- Music: Various
- Lyrics: Various
- Book: Nat N. Dorfman; Mann Holiner; Lew Leslie;
- Basis: Blackbirds of 1928 by Jimmy McHugh Dorothy Fields
- Productions: 1933 Broadway

= Blackbirds of 1933 =

Blackbirds of 1933 is a musical revue with a book by Nat N. Dorfman, Mann Holiner, and Lew Leslie. It is a sequel to Blackbirds of 1928. The original production premiered on December 2, 1933 at the Apollo Theatre in New York.
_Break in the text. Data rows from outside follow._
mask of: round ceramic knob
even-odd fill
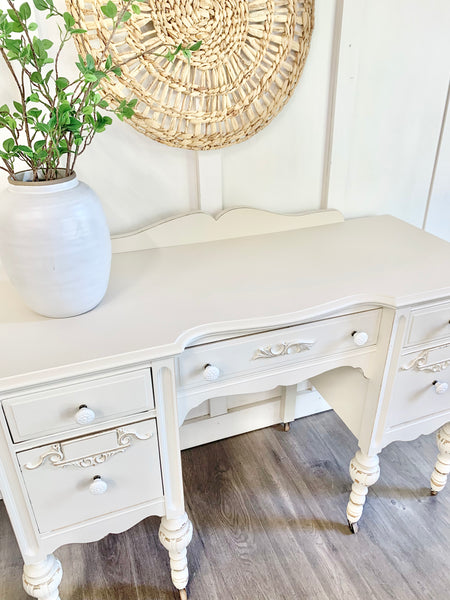
[[[203,377],[206,381],[215,381],[219,379],[220,369],[214,365],[205,365],[203,368]]]
[[[367,344],[367,340],[369,339],[369,336],[365,331],[354,331],[352,336],[353,341],[357,346],[364,346]]]
[[[445,394],[448,390],[448,383],[446,381],[433,381],[433,385],[436,394]]]
[[[95,412],[88,408],[86,404],[82,404],[75,415],[75,421],[78,425],[89,425],[94,419]]]
[[[100,494],[104,494],[108,489],[108,484],[106,481],[100,477],[100,475],[96,475],[94,477],[94,481],[89,486],[89,491],[93,496],[100,496]]]

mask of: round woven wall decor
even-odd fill
[[[67,0],[84,35],[81,54],[98,55],[109,38],[106,0]],[[122,7],[126,2],[115,0]],[[111,44],[122,77],[103,85],[113,102],[137,98],[132,125],[179,148],[208,150],[242,142],[265,127],[291,96],[305,63],[314,0],[146,0]],[[165,54],[202,41],[190,63]]]

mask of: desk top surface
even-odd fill
[[[447,297],[450,244],[389,216],[116,254],[103,302],[70,319],[32,313],[0,280],[1,387],[171,356],[208,334]]]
The musical features music and lyrics by Mann Holiner, Alberta Nichols, Ned Washington, Joseph Young and Victor Young. It also featured the premiere of the Joseph Young/Ned Washington's standard "A Hundred Years From Today."

==Production history==
The original Broadway production opened at Apollo Theater on December 2, 1933 and ran for 25 performances. It was staged by Lew Leslie and featured scenic design by Mabel A. Buell. The opening night cast featured James Thomas Boxwill, Pike Davis' Continental Orchestra, Eddie Hunter, Brady Jackson, John Mason, Blue McAllister, Lionel Monagas, Kathryn Perry, Speedy Smith, Slappy Wallace, Henry Williams, Edith Wilson and Worthy & Thompson.

==Musical numbers==
- "A Hundred Years from Today"
- "Memories of You" By Andy Razaf and Eubie Blake.